Brent Stirton/Getty Images

Cronologia apresentada pelo governo Trump

A cronologia sustenta que Trump convocou americanos para Washington com o objetivo de realizar um protesto pacífico contra a certificação de uma eleição considerada fraudulenta.

O discurso do republicano no Ellipse é descrito como um apelo para que a multidão marchasse até o Capitólio de forma “pacífica e patriótica”. O site afirma que a marcha ocorreu de maneira ordeira até que falhas e decisões contraditórias da segurança teriam provocado o caos.

Nancy Pelosi, então presidente da Câmara, é apontada como uma das principais responsáveis por essas falhas. A página divulga vídeos e áudios que, segundo o governo, mostram Pelosi admitindo não ter autorizado previamente o envio da Guarda Nacional.

Atuação do sistema de Justiça

O conteúdo ataca diretamente o Comitê Seleto da Câmara que investigou o episódio, acusando-o de gastar quase US$ 20 milhões para construir uma narrativa de “insurreição” e ocultar provas.

Como contraponto, a plataforma destaca um relatório interino divulgado em dezembro de 2024 por uma subcomissão republicana da Câmara, que aponta falhas de segurança e isenta Trump de responsabilidade por incitação à violência.

Foto em preto e branco retirada da capa do site sobre os acontecimentos do 6 de janeiro de acordo com o governo Trump - Metrópoles
Capa do site sobre os acontecimentos do 6 de Janeiro, de acordo com o governo Trump

O site ainda critica a atuação do FBI e de outras agências federais, citando relatórios de inspetores-gerais para afirmar que havia informantes na multidão e que não houve preparação adequada para o dia 6 de janeiro.
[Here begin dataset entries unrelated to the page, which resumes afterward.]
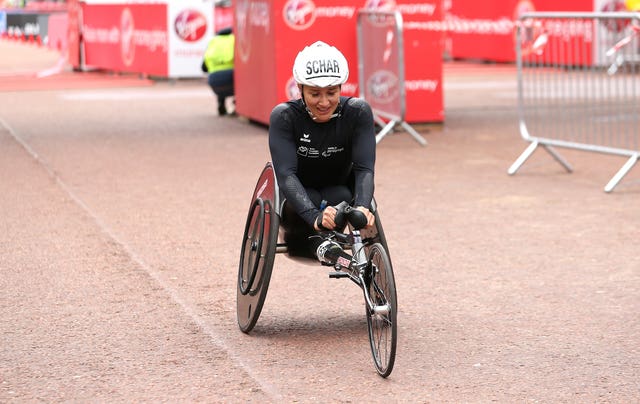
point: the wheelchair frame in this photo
(370, 269)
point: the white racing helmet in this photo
(320, 65)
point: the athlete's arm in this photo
(363, 153)
(282, 146)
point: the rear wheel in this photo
(256, 262)
(381, 319)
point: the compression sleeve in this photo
(282, 147)
(363, 153)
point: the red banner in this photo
(486, 30)
(269, 35)
(128, 38)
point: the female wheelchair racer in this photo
(323, 152)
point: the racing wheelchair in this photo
(369, 267)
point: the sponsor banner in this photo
(423, 50)
(223, 18)
(20, 24)
(73, 34)
(487, 30)
(127, 38)
(3, 22)
(190, 28)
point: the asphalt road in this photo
(123, 209)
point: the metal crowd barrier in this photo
(381, 69)
(579, 85)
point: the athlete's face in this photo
(322, 102)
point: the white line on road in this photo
(190, 311)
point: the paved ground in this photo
(122, 216)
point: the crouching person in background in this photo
(218, 63)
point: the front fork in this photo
(361, 271)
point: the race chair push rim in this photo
(369, 267)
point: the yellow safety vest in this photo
(219, 53)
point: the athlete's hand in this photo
(371, 219)
(326, 219)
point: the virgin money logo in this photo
(190, 25)
(299, 14)
(127, 44)
(382, 86)
(380, 5)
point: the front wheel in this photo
(256, 262)
(381, 318)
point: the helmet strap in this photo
(335, 114)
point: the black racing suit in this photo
(313, 161)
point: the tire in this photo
(257, 255)
(383, 327)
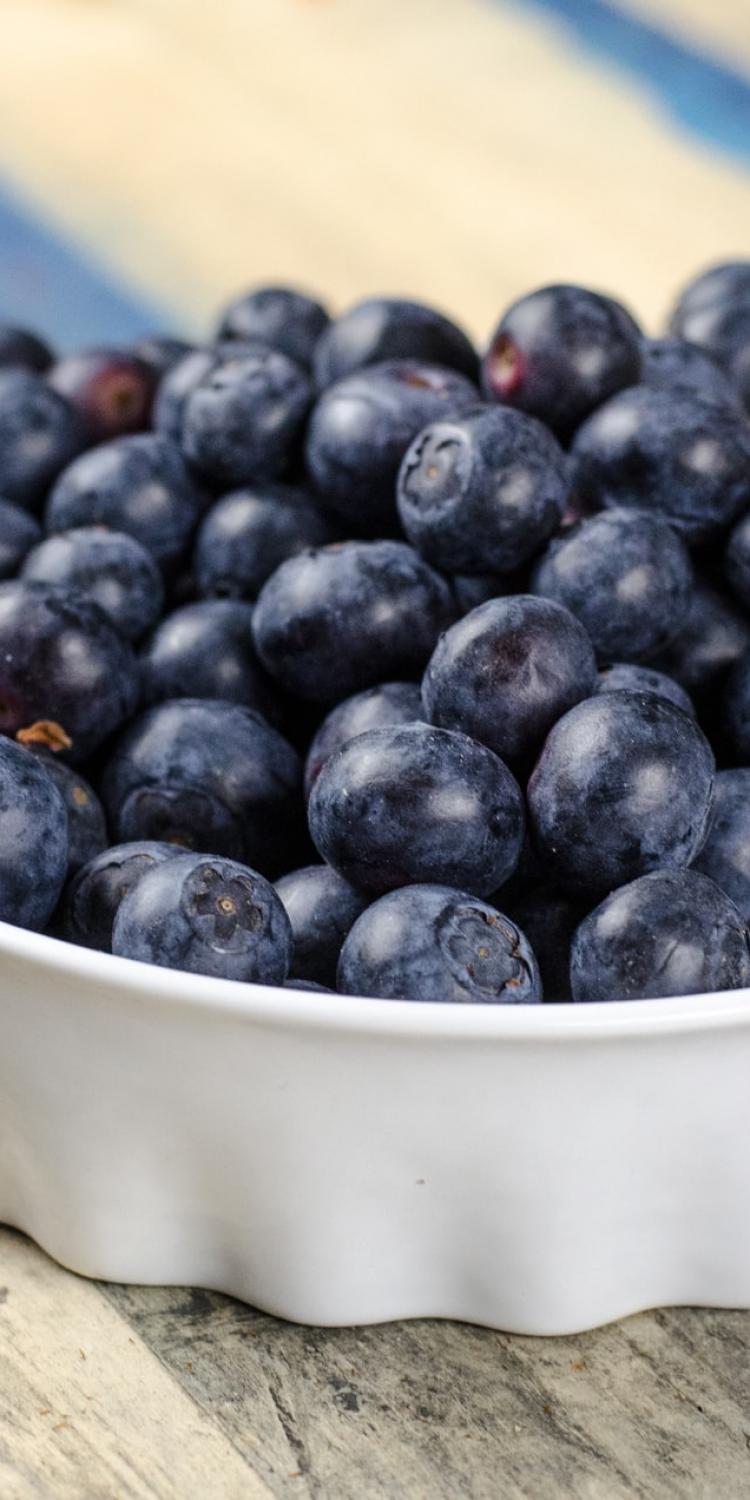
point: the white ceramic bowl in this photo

Empresas de tecnologia e bancos também são acusados de censura e perseguição política após os eventos.

Indultos

O governo destaca que, no primeiro dia do novo mandato, em 20 de janeiro de 2025, Trump concedeu indultos e comutações de pena a quase 1,6 mil réus ligados ao caso. Os indultos são apresentados pelo governo Trump como uma correção de “uma das maiores injustiças da história moderna americana”.
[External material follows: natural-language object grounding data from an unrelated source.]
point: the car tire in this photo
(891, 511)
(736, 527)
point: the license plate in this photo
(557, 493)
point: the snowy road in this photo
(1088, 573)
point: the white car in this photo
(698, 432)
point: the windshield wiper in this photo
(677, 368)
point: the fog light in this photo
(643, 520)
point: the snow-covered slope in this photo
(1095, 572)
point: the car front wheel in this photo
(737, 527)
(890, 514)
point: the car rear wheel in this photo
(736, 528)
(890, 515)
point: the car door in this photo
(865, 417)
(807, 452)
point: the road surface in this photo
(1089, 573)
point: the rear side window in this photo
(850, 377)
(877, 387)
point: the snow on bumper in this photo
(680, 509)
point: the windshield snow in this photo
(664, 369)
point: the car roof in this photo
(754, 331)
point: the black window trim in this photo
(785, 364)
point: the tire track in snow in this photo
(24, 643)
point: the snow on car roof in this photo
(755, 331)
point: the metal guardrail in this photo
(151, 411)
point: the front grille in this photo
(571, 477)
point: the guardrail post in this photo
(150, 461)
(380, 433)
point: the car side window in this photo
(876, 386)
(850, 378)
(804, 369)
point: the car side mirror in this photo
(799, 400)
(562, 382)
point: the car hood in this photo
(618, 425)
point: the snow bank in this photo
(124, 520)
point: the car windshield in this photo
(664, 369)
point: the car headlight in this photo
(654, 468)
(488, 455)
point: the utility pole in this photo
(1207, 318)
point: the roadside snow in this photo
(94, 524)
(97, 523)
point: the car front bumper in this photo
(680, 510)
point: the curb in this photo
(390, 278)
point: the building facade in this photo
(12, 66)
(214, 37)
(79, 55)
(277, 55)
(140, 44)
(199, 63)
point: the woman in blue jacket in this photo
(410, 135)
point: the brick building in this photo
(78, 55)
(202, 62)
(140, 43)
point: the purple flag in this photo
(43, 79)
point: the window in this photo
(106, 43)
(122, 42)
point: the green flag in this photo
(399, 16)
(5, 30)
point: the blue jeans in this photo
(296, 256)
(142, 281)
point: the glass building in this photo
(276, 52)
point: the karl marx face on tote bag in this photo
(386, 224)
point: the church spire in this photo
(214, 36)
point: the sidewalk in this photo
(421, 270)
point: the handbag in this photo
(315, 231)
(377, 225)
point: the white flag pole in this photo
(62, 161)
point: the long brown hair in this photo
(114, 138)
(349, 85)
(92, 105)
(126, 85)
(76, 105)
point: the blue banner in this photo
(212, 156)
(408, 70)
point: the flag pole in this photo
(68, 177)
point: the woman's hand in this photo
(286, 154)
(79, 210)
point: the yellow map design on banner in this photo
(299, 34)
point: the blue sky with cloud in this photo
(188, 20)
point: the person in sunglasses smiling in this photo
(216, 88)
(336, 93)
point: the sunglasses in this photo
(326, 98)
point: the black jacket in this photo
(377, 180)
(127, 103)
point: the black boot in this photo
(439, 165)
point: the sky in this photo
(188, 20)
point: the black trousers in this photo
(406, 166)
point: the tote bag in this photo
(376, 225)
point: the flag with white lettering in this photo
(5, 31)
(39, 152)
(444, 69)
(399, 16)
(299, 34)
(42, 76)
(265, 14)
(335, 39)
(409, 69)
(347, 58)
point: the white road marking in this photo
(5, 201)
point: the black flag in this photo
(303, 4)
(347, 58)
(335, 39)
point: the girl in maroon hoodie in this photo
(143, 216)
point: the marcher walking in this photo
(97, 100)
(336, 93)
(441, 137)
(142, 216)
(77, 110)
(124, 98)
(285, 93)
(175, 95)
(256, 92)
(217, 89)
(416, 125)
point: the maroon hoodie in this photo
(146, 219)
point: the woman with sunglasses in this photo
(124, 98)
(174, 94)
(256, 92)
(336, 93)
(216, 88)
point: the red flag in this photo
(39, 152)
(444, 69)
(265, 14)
A morte de Ashli Babbitt é apresentada como um dos pontos centrais da narrativa. O texto afirma que ela estava desarmada e não representava ameaça quando foi atingida por um tiro disparado por um policial do Capitólio, que não foi indiciado.

O site também cita outras mortes relacionadas aos eventos ou às consequências posteriores, incluindo suicídios de réus enquanto aguardavam julgamento.